Все предметы были сдвинуты в один угол и большая часть из них стояла вверх ногами. Громадное кожаное кресло возвышалось на письменном столе, а кисейные оконные занавески, подняв свои подолы, словно сидели на подоконнике. Еще во сне Степана Александровича угнетал странный ритмический шум, казавшийся ему прибоем волн во время прилива. Теперь шум этот раздавался наяву в соседней комнате и от времени до времени кто-то стучал по самому низу двери… «Полотеры», — с ужасом понял Лососинов. Подобное печеному яблоку лицо старухи заглянуло в комнату.
— Встали, батюшка, — сказала она, — вот слава-то тебе, господи.
— Какого черта вы не разбудили меня раньше?
— Будила, батюшка, ей-богу будила. И шторку подняла. Ничего не получилось… Знать уши-то сном законопатило.
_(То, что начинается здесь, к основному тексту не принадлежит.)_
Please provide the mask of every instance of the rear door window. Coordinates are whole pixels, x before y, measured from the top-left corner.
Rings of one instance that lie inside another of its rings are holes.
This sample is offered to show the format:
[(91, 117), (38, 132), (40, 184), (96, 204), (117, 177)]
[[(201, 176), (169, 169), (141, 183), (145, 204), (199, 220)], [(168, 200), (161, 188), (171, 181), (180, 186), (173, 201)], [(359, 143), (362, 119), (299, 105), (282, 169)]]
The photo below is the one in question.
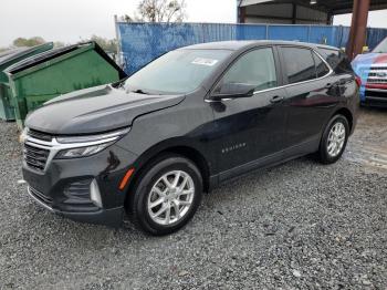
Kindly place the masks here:
[(311, 50), (283, 46), (282, 54), (290, 84), (316, 79), (316, 69)]
[(314, 63), (316, 65), (316, 76), (322, 77), (330, 73), (330, 68), (323, 62), (323, 60), (313, 52)]

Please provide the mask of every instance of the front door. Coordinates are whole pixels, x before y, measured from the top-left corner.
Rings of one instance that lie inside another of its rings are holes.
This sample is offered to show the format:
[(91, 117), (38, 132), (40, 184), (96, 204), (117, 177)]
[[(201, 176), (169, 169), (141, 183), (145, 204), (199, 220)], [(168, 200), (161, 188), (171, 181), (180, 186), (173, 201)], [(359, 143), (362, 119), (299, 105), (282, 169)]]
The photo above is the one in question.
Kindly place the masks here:
[[(215, 93), (231, 84), (255, 87), (248, 97), (213, 101), (220, 179), (280, 158), (284, 147), (284, 89), (280, 89), (276, 58), (271, 46), (242, 54), (226, 72)], [(261, 163), (262, 160), (262, 163)]]

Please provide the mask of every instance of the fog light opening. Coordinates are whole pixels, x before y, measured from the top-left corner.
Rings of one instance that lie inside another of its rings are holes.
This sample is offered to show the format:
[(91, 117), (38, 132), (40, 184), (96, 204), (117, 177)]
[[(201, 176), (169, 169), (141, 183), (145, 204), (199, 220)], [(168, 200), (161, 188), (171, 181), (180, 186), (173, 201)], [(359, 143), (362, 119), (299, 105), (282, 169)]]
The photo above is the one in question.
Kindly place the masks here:
[(90, 185), (90, 198), (92, 199), (94, 205), (102, 208), (100, 187), (95, 179), (93, 179), (93, 182)]

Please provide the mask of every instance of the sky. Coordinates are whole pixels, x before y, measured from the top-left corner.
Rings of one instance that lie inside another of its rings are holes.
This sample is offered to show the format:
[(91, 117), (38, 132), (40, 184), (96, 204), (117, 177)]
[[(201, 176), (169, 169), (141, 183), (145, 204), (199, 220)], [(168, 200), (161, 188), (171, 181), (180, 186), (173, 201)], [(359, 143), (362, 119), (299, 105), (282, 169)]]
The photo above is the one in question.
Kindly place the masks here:
[[(187, 21), (237, 21), (236, 0), (186, 0)], [(115, 38), (114, 15), (133, 14), (139, 0), (1, 0), (0, 46), (15, 38), (42, 37), (46, 41), (74, 43), (93, 34)], [(370, 12), (368, 25), (387, 28), (387, 11)], [(351, 15), (334, 24), (351, 24)]]

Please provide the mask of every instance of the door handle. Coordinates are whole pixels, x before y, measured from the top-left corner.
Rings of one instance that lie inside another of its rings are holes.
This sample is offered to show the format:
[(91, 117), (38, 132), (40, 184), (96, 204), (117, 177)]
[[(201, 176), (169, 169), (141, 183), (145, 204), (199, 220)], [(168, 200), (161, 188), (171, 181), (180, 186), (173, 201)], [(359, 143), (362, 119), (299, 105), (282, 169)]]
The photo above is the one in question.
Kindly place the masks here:
[(270, 100), (270, 103), (275, 104), (275, 103), (281, 103), (284, 100), (283, 96), (276, 95), (273, 96), (272, 100)]

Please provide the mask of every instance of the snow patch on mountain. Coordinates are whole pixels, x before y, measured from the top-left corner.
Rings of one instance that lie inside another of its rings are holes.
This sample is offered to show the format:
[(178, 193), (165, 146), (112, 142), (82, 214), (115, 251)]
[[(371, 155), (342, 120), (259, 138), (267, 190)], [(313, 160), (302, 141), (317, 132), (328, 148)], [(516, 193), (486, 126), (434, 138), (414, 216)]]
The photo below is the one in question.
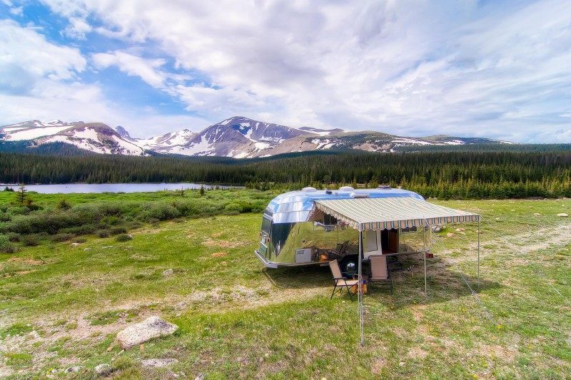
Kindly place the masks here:
[(21, 141), (24, 140), (34, 140), (34, 138), (41, 138), (43, 136), (48, 136), (54, 135), (62, 130), (69, 128), (69, 125), (58, 125), (54, 127), (44, 127), (44, 128), (24, 128), (16, 130), (10, 133), (5, 139), (9, 141)]

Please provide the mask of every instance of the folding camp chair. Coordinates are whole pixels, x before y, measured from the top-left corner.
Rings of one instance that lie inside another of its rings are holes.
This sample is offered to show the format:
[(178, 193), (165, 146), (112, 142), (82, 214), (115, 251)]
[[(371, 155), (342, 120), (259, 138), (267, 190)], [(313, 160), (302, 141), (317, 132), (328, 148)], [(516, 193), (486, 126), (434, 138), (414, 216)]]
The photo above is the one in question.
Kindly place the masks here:
[(371, 255), (369, 256), (369, 284), (390, 285), (393, 292), (393, 279), (390, 278), (390, 270), (387, 263), (387, 257), (383, 255)]
[(338, 287), (339, 288), (340, 293), (345, 287), (347, 288), (347, 292), (349, 293), (349, 297), (351, 299), (351, 301), (353, 301), (353, 295), (349, 289), (353, 285), (358, 284), (359, 280), (348, 279), (344, 277), (343, 274), (341, 274), (341, 269), (339, 269), (339, 262), (337, 260), (329, 262), (329, 267), (331, 269), (331, 273), (333, 274), (333, 292), (331, 293), (331, 297), (329, 299), (332, 299), (333, 298), (333, 294), (335, 294)]

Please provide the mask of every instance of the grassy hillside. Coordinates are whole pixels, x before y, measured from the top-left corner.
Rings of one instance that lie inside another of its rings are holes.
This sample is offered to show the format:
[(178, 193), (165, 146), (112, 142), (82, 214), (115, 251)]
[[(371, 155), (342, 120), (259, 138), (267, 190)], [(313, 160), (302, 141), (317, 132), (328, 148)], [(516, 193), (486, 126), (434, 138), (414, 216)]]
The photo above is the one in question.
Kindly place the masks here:
[[(137, 196), (155, 195), (114, 199)], [(487, 312), (462, 278), (475, 283), (474, 225), (434, 236), (428, 297), (413, 258), (414, 276), (395, 274), (394, 294), (365, 297), (360, 347), (357, 304), (330, 301), (328, 269), (258, 262), (259, 213), (179, 217), (143, 223), (127, 241), (88, 235), (0, 255), (0, 376), (89, 379), (106, 363), (117, 379), (568, 376), (571, 225), (556, 215), (571, 214), (571, 200), (438, 203), (483, 216), (478, 297)], [(116, 333), (150, 315), (180, 329), (121, 351)], [(178, 362), (143, 367), (148, 358)], [(63, 372), (74, 365), (79, 372)]]

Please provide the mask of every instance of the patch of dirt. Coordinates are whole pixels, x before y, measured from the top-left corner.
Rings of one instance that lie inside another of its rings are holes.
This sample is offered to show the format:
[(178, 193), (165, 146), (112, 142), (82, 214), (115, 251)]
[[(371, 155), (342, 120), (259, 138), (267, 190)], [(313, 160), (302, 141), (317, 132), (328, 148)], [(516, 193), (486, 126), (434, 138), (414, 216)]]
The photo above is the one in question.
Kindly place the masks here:
[(375, 358), (370, 366), (370, 370), (375, 375), (380, 374), (380, 371), (386, 364), (387, 361), (383, 358)]
[(424, 359), (428, 355), (428, 353), (420, 347), (413, 347), (407, 354), (410, 359)]
[(514, 361), (514, 357), (517, 353), (517, 350), (514, 347), (504, 347), (499, 344), (480, 344), (478, 352), (489, 356), (490, 359), (496, 357), (500, 359), (505, 363), (511, 363)]
[(10, 257), (6, 261), (7, 262), (21, 262), (28, 265), (41, 265), (42, 264), (45, 264), (44, 262), (41, 260), (36, 260), (34, 259), (23, 259), (22, 257)]
[(410, 312), (413, 313), (413, 318), (415, 321), (420, 322), (424, 316), (424, 309), (426, 305), (414, 305), (410, 307)]
[(205, 247), (221, 247), (223, 248), (239, 248), (240, 247), (246, 247), (248, 245), (246, 242), (238, 242), (238, 240), (223, 240), (221, 239), (213, 240), (207, 238), (202, 245)]

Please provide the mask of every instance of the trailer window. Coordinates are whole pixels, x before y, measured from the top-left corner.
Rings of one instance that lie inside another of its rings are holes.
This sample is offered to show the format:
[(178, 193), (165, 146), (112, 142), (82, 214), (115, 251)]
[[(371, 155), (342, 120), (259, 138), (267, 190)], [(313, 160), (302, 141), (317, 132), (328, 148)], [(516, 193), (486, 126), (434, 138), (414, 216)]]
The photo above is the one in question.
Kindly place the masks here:
[(290, 235), (291, 228), (295, 223), (273, 223), (272, 225), (271, 245), (273, 246), (273, 252), (278, 256), (280, 254), (288, 237)]
[(268, 236), (270, 235), (270, 227), (272, 225), (272, 221), (267, 217), (262, 217), (262, 231), (263, 231)]

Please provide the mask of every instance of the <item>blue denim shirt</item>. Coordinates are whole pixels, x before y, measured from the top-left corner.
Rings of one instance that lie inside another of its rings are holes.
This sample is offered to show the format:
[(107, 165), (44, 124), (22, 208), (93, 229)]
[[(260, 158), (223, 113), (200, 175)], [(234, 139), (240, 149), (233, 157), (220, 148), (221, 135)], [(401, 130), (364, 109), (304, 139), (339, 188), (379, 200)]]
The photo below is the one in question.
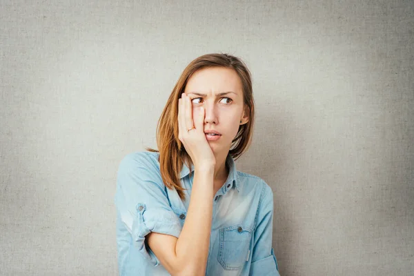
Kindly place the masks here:
[[(194, 173), (180, 172), (186, 199), (162, 181), (158, 152), (127, 155), (117, 173), (117, 243), (120, 275), (170, 275), (148, 247), (150, 232), (179, 237)], [(236, 170), (229, 154), (227, 180), (213, 199), (206, 275), (279, 275), (272, 248), (273, 194), (260, 177)], [(194, 166), (191, 168), (194, 171)], [(203, 227), (203, 226), (200, 226)]]

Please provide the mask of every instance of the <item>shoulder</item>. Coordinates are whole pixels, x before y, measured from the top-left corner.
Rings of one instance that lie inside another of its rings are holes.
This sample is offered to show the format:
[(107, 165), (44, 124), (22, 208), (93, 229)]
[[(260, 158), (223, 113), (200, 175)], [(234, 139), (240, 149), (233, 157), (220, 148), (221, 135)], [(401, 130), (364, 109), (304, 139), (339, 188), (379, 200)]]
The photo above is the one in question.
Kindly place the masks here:
[(260, 194), (261, 199), (264, 196), (268, 196), (268, 195), (271, 195), (273, 197), (272, 188), (261, 177), (239, 170), (237, 170), (237, 175), (243, 185), (248, 186), (249, 190), (255, 190), (257, 193)]

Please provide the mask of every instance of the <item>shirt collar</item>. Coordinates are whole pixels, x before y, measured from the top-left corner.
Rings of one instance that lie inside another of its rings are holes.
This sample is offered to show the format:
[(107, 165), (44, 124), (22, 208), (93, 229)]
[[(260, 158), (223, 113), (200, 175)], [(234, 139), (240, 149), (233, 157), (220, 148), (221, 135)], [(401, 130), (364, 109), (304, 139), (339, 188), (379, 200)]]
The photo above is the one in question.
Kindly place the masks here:
[[(236, 187), (237, 192), (239, 192), (239, 188), (240, 181), (239, 180), (239, 174), (237, 173), (237, 170), (236, 168), (236, 163), (230, 153), (227, 155), (227, 157), (226, 158), (226, 164), (228, 166), (230, 170), (228, 171), (228, 177), (227, 177), (227, 180), (225, 183), (226, 185), (223, 186), (223, 189), (224, 189), (223, 192), (224, 193), (226, 193), (228, 190), (231, 189), (233, 186)], [(193, 164), (191, 165), (191, 172), (194, 172)], [(185, 164), (183, 164), (183, 168), (180, 172), (180, 177), (185, 177), (186, 176), (188, 175), (189, 173), (190, 169)], [(193, 176), (194, 176), (193, 174)], [(230, 186), (227, 188), (228, 184), (230, 184)]]

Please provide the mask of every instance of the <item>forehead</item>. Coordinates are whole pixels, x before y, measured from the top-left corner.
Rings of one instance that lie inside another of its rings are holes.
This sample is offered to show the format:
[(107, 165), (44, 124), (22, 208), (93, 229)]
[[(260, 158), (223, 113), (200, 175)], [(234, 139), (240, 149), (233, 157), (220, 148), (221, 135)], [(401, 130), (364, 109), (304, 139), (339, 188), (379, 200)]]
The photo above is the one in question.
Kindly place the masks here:
[(240, 95), (241, 89), (241, 81), (236, 71), (230, 68), (213, 67), (199, 70), (193, 74), (184, 92), (210, 93), (233, 91)]

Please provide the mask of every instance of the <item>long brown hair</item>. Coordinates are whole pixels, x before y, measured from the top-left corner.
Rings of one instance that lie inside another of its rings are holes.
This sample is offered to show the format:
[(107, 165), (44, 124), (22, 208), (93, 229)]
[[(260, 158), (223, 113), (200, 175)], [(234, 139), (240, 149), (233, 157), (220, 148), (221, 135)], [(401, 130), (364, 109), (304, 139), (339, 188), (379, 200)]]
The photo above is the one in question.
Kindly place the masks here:
[[(177, 81), (157, 126), (157, 145), (159, 150), (150, 148), (146, 150), (159, 152), (161, 177), (169, 189), (175, 188), (181, 199), (185, 198), (179, 174), (185, 164), (191, 168), (193, 161), (178, 139), (178, 99), (184, 92), (187, 81), (196, 71), (208, 67), (233, 69), (240, 77), (243, 87), (244, 103), (248, 121), (239, 127), (232, 141), (230, 154), (237, 160), (250, 144), (255, 121), (255, 103), (253, 95), (251, 75), (246, 63), (239, 58), (228, 54), (208, 54), (197, 57), (184, 69)], [(232, 148), (232, 147), (233, 147)]]

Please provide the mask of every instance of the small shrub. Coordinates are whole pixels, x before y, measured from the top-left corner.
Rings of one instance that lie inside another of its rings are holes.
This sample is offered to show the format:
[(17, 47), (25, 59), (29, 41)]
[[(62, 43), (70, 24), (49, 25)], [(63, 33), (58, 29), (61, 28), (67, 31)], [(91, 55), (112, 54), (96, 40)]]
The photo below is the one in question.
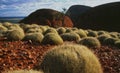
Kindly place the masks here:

— Я свою комнату натирать не позволю!
— Нельзя, батюшка, пол совсем стал паршивый… Срам, а не пол.
Степан Александрович, не унизившись до возражений глупой бабе, встал с постели, запер дверь на ключ и глубоко задумался… Если бы в эту минуту посторонний наблюдатель мог следить за выражением его глаз, то он поразился бы, как все мудрее и проникновеннее становились эти глаза, немного, правда, опухшие от тринадцатичасового сна, но все же вдохновенные и прекрасные. В ночной рубашке, с ночной туфлею в руке, он напоминал какого-то античного бога, а внезапно поднявшаяся и устремившаяся в окно указующая рука завершила это сходство. В самое это мгновение стук, но уже не стук в самый низ двери, а европейское постукивание в ее середину привлекло его внимание. «Entrez», — крикнул Аполлон. «Заперто», — отвечал голос, в котором Степан Александрович узнал голос закадычного друга своего, Пантюши Соврищева. Пластичным движением он подошел к двери и повернул ключ, Пантюша Соврищев стоял на пороге, как всегда в визитке, украшенный хризантемою и причесанный так гладко, что, глядя в его темя, можно было побрить себе физиономию.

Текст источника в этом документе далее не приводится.